Au 1er janvier 2026, seuls ceux qui chôment depuis plus de 20 ans seront exclus du chômage. Le ministre Clarinval et l’Arizona phasent la mesure clé de cette législature.
Tout vient à point à qui sait attendre, paraît il. L’Arizona a montré ce jeudi qu’elle était prête à attendre un petit peu plus longtemps que prévu sa réforme phare visant à exclure les bénéficiaires du chômage depuis plus de deux ans. Le big bang du 1er janvier 2026 n’aura pas lieu, mais le gouvernement fédéral n’abandonne pas son objectif pour autant. Au contraire.
Le premier jour de l’année prochaine marquera donc toujours l’exclusion des personnes au chômage depuis plus de 20 ans. Trois mois plus tard, le 1er mars, ceux qui ne travaillent pas (officiellement) depuis plus de huit ans les rejoindront. Le 1er avril, celles et ceux qui font valoir leur droit au chômage depuis plus de deux ans seront exclus à leur tour.

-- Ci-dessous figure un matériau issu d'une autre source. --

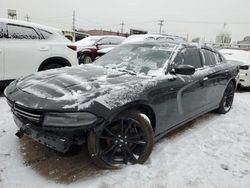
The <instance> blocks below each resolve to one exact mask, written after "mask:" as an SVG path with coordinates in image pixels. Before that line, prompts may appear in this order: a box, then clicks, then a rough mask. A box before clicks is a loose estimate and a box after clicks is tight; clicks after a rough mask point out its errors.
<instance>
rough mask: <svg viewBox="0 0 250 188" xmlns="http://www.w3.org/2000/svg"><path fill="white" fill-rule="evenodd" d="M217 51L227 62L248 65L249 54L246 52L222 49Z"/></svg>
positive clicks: (243, 50) (249, 56)
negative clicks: (220, 54) (219, 51)
mask: <svg viewBox="0 0 250 188" xmlns="http://www.w3.org/2000/svg"><path fill="white" fill-rule="evenodd" d="M219 51H220V53H221V54H223V55H224V57H225V58H226V59H227V60H231V61H240V62H242V63H247V64H250V52H248V51H245V50H238V49H222V50H219Z"/></svg>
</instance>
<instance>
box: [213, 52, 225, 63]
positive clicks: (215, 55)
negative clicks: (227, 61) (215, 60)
mask: <svg viewBox="0 0 250 188" xmlns="http://www.w3.org/2000/svg"><path fill="white" fill-rule="evenodd" d="M215 58H216V61H217V63H218V64H221V63H224V59H223V57H222V56H221V54H219V53H216V54H215Z"/></svg>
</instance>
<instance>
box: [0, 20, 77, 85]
mask: <svg viewBox="0 0 250 188" xmlns="http://www.w3.org/2000/svg"><path fill="white" fill-rule="evenodd" d="M72 65H78V60H77V52H76V46H74V45H73V44H72V42H71V41H69V40H68V39H67V38H65V37H64V36H63V34H62V32H61V31H60V30H58V29H55V28H52V27H47V26H44V25H39V24H35V23H30V22H25V21H17V20H10V19H2V18H0V82H1V83H3V81H7V80H14V79H17V78H19V77H22V76H26V75H29V74H32V73H34V72H37V71H43V70H47V69H52V68H59V67H63V66H72Z"/></svg>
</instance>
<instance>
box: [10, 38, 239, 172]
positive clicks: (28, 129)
mask: <svg viewBox="0 0 250 188" xmlns="http://www.w3.org/2000/svg"><path fill="white" fill-rule="evenodd" d="M238 72H239V69H238V67H236V66H234V65H232V64H229V63H227V62H226V61H225V59H224V58H223V56H222V55H221V54H220V53H218V52H217V51H215V50H213V49H212V48H209V47H205V46H195V45H191V44H177V43H169V42H158V43H156V42H142V43H133V44H132V43H131V44H125V45H122V46H120V47H118V48H116V49H114V50H112V51H111V52H109V53H108V54H106V55H105V56H103V57H100V58H99V59H98V60H97V61H95V62H94V63H93V64H87V65H80V66H76V67H70V68H61V69H54V70H48V71H44V72H39V73H36V74H33V75H30V76H27V77H24V78H20V79H19V80H16V81H14V82H12V83H11V84H10V85H9V86H8V87H7V88H6V90H5V96H6V98H7V101H8V104H9V106H10V107H11V109H12V112H13V115H14V120H15V123H16V125H17V126H18V127H19V131H18V132H17V134H16V135H17V136H18V137H22V136H23V135H24V134H25V135H28V136H29V137H31V138H32V139H34V140H36V141H38V142H40V143H41V144H44V145H46V146H47V147H49V148H52V149H54V150H57V151H60V152H66V151H68V150H69V148H70V147H71V146H72V145H81V144H82V143H84V142H85V141H87V143H88V151H89V154H90V156H91V158H92V159H93V161H94V163H95V164H96V165H98V166H99V167H102V168H120V167H122V166H123V165H124V164H135V163H144V162H145V161H146V160H147V159H148V157H149V155H150V153H151V151H152V148H153V145H154V142H155V141H157V140H158V139H160V138H161V137H163V136H164V135H165V134H166V133H168V132H169V131H171V130H173V129H175V128H177V127H179V126H181V125H183V124H185V123H186V122H188V121H191V120H193V119H194V118H197V117H198V116H200V115H202V114H205V113H207V112H209V111H212V110H215V111H217V112H218V113H221V114H225V113H227V112H228V111H229V110H230V108H231V106H232V103H233V98H234V92H235V88H236V86H237V83H238Z"/></svg>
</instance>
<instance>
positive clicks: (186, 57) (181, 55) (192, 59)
mask: <svg viewBox="0 0 250 188" xmlns="http://www.w3.org/2000/svg"><path fill="white" fill-rule="evenodd" d="M174 62H175V64H182V65H192V66H194V67H195V68H196V69H197V68H201V67H202V64H201V56H200V52H199V50H198V49H197V48H184V49H183V50H182V51H181V52H179V53H178V54H177V56H176V58H175V60H174Z"/></svg>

«Un petit 20.000» au CPAS le 1er janvier
Avec ce «lissage» de la réforme, David Clarinval montre qu’il a entendu les partenaires sociaux qui ont sonné l’alarme à travers les régions, les CPAS et les organismes de mises à l’emploi. «Sauf que pour nous, ça ne change pas grand chose, glisse Romain Adam, porte-parole d’Actiris. On doit toujours être prêt pour le 1er janvier. On reste dans la gestion de l’urgence.» En fait, l’agence bruxelloise de mise à l’emploi a déjà un plan établi en 20 points pour gérer cette urgence, mais doit patienter pour l’activer dans sa totalité. «Tant que l’Onem ne nous prévient pas que Monsieur X va sortir du régime d’ici peu, on ne peut pas le contacter pour entamer un suivi. Or l’Onem doit regarder les carrières de chacun au cas par cas, ce qui prend du temps.» L’Office National de l’Emploi ne serait en mesure d’accomplir cette mission qu’en septembre, ce qui laisserait trois mois à Actiris, au Forem et au VDAB pour activer les chômeurs inscrits depuis plus de 20 ans.
Combien seront concernés par la mesure au 1er janvier? Personne ne le sait encore avec certitude. «Mais on estime qu’il y aurait un petit 20.000 personnes concernées», chiffre le président de la FGTB, Thierry Bodson, qui déplore que la charge urgente reste sur les chercheurs d’emploi et les organismes de mise à l’emploi, «alors que les employeurs disent eux-mêmes que ça ne les intéresse pas d’engager des gens de plus de 55 ans». Le cabinet Clarinval annonce 25.000. La deuxième vague, en mars (huit à 20 années chômées), en amènerait 42.500. La troisième (deux à huit ans chômés), en avril, 45.000.
Win-win?
Tout cela contraste sérieusement avec la vitesse d’exécution et la radicalité montrée par l’Arizona depuis ses 100 premiers jours. Il n’empêche que le gouvernement fédéral pourrait s’avérer gagnant sur toute la ligne. «Les calculs de l’Onem avancent que les économies réalisées sur la réforme du chômage devraient rapporter deux milliards alors que l’Arizona n’en avait calculé que 900 millions», précise Bruno Van der Linden, professeur d’économie à l’UCLouvain et chercheur à l’Institut des recherches économiques et sociales.
Et pour les fameux effets retours, alors? L’Arizona planchait sur la remise à l’emploi pour relancer son économie, le démarrage plus lent que prévu de la réforme du chômage ne va-t-elle pas alléger les entrées? Thierry Bodson n’y croit pas, au vu de la proximité entre les phases. Et Bruno Van der Linden de confirmer l’avis de la Cour des comptes, estimant que les effets retours attendus par l’Arizona sont inadéquats et de toute façon surestimés.
Par ailleurs, «il n’y aura pas de file de 100 personnes devant le CPAS le 2 janvier, lâche Alain Vaessen, directeur général de la fédération des CPAS wallons. L’impact global de la limitation des allocations de chômage reste préoccupant, mais le phasage nous permet de respirer un peu». D’abord parce que tous les dossiers ne seront pas traités d’un seul coup, ensuite parce que l’accueil sera plus digne, enfin parce que les CPAS commenceront avec la vague la plus petite. C’est important, car les CPAS wallons ne savent toujours pas de quelle enveloppe ils bénéficieront pour 2026 –ils estiment avoir besoin de 425 millions mais l’Arizona les trouverait gourmands– pour couvrir les frais d’intégration ainsi que le recrutement nécessaire à l’accompagnement des 180.000 exclus annoncés par le ministre. Les CPAS attendent l’arrivée de 35 à 45% d’entre eux.